Conseula: (He's totally not kidding about the shivering and the huddling. It was kind of cute.) While Brian identified with the male lead, I couldn't really identify with the female lead. Well, there were moments of identification, those moments when Brenda (played by the always stunning Gina Torres) called Richard on his bullshit. But mostly I didn't get this sexless, domestic goddess content to go months on end with no intimate contact from her husband. I'm also really annoyed with this notion of marriage as the place you go to die. I mean what could be better that than finding the one person you want to talk to every single day of your life and then committing yourself to that person? That's not misery, people. That's amazing. And I guess that's the point the movie eventually got to, but the idea of marriage took quite a beating along the way.

Brian: Actually, the marriage thing is working out well for me. [That's good to know.--C] I was never one of those sex-god-use-women-up-like-tissue-paper guys. I guess that is because I always saw women as people with feelings, and for that reason I saw that there was more to them than simple objects of sexual release. In the little dream sequence where Richard fantasizes that he's consuming women like popcorn, I was a little embarrassed. I can't even fantasize about women without their permission, how could I possibly be a serial boinker? Being in a committed, stable, relationship with a woman I actually respect, who I can actually talk to, is a relief for me. It's much easier than trying to live up to some false, Mandingo pipe-slinger persona.

Conseula: And there's my public service to women everywhere--saving them from Mandingo pipe-slinging Brian. I do what I can.

Brian: So, in conclusion, committed relationships are good. Nostalgia for the single life of 20 year olds is okay, and normal. Acting on that nostalgia is always stupid. And I Think I Love My Wife was an okay movie.


Cassie said...

Y'all crack me up. But I very much liked what you had to say. I agree that marriage gets a bad rap these days, or as you put it, is oft represented as the "place you go to die." We're bombarded with depressing statistics like the 50% divorce rate and the voyeuristic radio and TV shows that capitalize upon relationship drama.

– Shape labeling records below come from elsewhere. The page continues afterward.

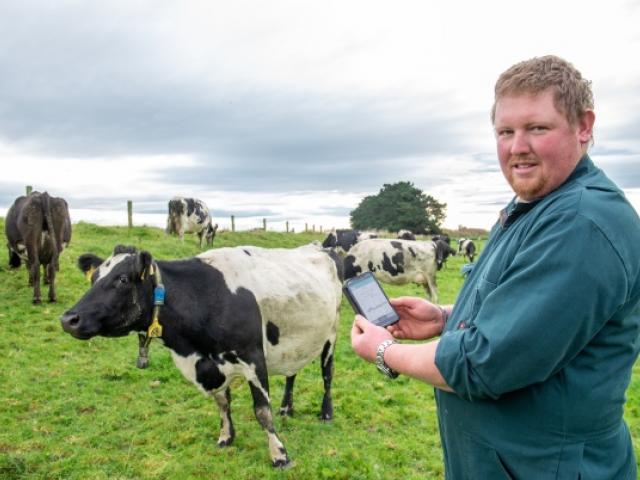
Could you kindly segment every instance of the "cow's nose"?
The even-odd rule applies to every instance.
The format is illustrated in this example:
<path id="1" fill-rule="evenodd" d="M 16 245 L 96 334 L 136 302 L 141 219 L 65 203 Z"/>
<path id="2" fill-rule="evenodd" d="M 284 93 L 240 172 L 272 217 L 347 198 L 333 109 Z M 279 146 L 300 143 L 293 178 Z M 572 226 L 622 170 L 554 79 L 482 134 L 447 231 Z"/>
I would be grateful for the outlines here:
<path id="1" fill-rule="evenodd" d="M 62 323 L 62 329 L 67 333 L 73 333 L 77 330 L 80 324 L 80 315 L 75 312 L 63 313 L 60 317 Z"/>

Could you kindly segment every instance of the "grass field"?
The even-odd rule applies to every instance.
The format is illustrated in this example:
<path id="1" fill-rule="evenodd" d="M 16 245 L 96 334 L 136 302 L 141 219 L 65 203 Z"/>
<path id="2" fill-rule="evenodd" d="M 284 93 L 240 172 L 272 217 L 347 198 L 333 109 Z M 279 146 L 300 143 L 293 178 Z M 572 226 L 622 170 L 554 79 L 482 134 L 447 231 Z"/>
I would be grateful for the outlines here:
<path id="1" fill-rule="evenodd" d="M 1 219 L 0 227 L 4 245 Z M 221 232 L 215 246 L 294 247 L 322 237 Z M 146 249 L 158 259 L 199 252 L 195 237 L 181 244 L 157 228 L 76 224 L 61 257 L 58 303 L 39 306 L 31 305 L 26 270 L 9 270 L 6 257 L 0 258 L 1 479 L 443 478 L 432 388 L 405 377 L 388 381 L 355 356 L 349 341 L 353 313 L 346 301 L 336 349 L 333 422 L 317 420 L 322 380 L 315 361 L 296 379 L 295 416 L 275 420 L 291 468 L 270 466 L 266 436 L 244 383 L 233 390 L 235 443 L 218 448 L 217 407 L 182 377 L 167 349 L 152 343 L 150 366 L 139 370 L 135 336 L 82 342 L 60 327 L 60 314 L 88 287 L 75 267 L 78 255 L 108 256 L 120 243 Z M 462 263 L 450 258 L 439 272 L 442 303 L 454 301 Z M 385 289 L 390 296 L 423 294 L 417 286 Z M 283 378 L 271 378 L 276 406 L 283 384 Z M 636 454 L 639 401 L 636 364 L 626 410 Z"/>

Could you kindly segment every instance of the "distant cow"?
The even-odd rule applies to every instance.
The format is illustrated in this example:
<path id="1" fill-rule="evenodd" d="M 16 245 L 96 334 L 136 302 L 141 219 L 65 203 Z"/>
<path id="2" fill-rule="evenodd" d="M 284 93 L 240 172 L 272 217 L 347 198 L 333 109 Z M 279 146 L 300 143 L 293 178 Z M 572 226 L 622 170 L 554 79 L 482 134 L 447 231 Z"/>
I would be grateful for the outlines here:
<path id="1" fill-rule="evenodd" d="M 455 255 L 456 251 L 444 240 L 436 240 L 433 243 L 436 246 L 436 264 L 438 265 L 438 270 L 440 270 L 449 255 Z"/>
<path id="2" fill-rule="evenodd" d="M 363 240 L 354 245 L 344 259 L 345 280 L 371 271 L 381 282 L 393 285 L 418 283 L 434 302 L 438 301 L 437 270 L 434 242 Z"/>
<path id="3" fill-rule="evenodd" d="M 55 302 L 58 257 L 71 241 L 69 207 L 63 198 L 51 197 L 47 192 L 32 192 L 18 197 L 5 221 L 9 248 L 9 265 L 18 268 L 22 261 L 29 271 L 29 285 L 33 287 L 33 303 L 42 301 L 40 293 L 40 265 L 44 281 L 49 284 L 49 301 Z"/>
<path id="4" fill-rule="evenodd" d="M 461 238 L 458 240 L 458 253 L 467 257 L 471 263 L 476 255 L 476 246 L 473 240 L 468 238 Z"/>
<path id="5" fill-rule="evenodd" d="M 444 234 L 433 235 L 431 237 L 431 240 L 433 240 L 434 242 L 437 242 L 438 240 L 442 240 L 447 245 L 451 245 L 451 238 L 449 237 L 449 235 L 444 235 Z"/>
<path id="6" fill-rule="evenodd" d="M 353 229 L 333 229 L 322 242 L 322 246 L 344 256 L 356 243 L 371 238 L 378 238 L 378 234 Z"/>
<path id="7" fill-rule="evenodd" d="M 130 332 L 153 336 L 156 317 L 178 369 L 220 409 L 218 445 L 234 440 L 229 388 L 233 379 L 244 377 L 272 464 L 284 466 L 289 457 L 274 430 L 267 376 L 286 376 L 280 414 L 290 415 L 297 372 L 320 357 L 320 418 L 332 419 L 342 299 L 337 262 L 335 253 L 314 245 L 220 248 L 176 261 L 155 261 L 146 251 L 119 246 L 93 273 L 92 287 L 62 315 L 62 328 L 79 339 Z M 154 299 L 160 299 L 155 307 Z"/>
<path id="8" fill-rule="evenodd" d="M 411 230 L 399 230 L 398 238 L 400 240 L 415 240 L 416 236 Z"/>
<path id="9" fill-rule="evenodd" d="M 213 245 L 218 224 L 213 224 L 207 205 L 197 198 L 174 197 L 169 200 L 169 215 L 167 216 L 167 234 L 176 234 L 184 241 L 185 233 L 197 233 L 207 245 Z"/>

I think all of this only contributes to the stereotyped "hotness" or mystique of cheating. What's more sexy than sucking the forbidden fruit? What's more gratifying than sneaking around and getting what you *want* all the time? Bah humbug, I say.

Not that I'm married or anything, but I've been in several long term relationships and I've talked a lot with my friends who are brave/kind/insane enough to let me in on their real inner/intimate lives. Seems to me marriage can be hard and challenging and confusing at times, but in the end, YES--what could be better than being with the one person you want to see every day, tell (just about?) everything to, and really respect?

So down with "serial boinkers" and people (men AND women) who need to grow up and get a clue about how to treat themselves and others...and long live Most Excellent Long Term Relationships!

TBrown said...

I agree- you guys are cute! Which is exactly the point. If you have married for the right reasons- you have found someone that you love being with, love talking to, share the same values and dreams and want to share your life with them- then you will likely make it through these temptations. Marriage has taken a beaten by the media, sitcoms and movies. Now even promising couples are delaying nuptials because of their fear of making the mistakes those before them have made. Many couples do not have real life examples of good marriages from which to learn. Women get a bad rep, and men do as well. I personally never wanted to marry if I would be sentenced to a life with most of these sitcom dads! I want a man who can match my intellect and passion. I was able to find him & all these "willing" women don't stand a chance!!

Tamiko said...

Having been in a committed relationship now for about half my life (!), I so agree with you two.

Conseula, I remember going to Frances's baby shower!

Hope y'all are well--we flourish here in Tacoma, despite any rumors to the contrary.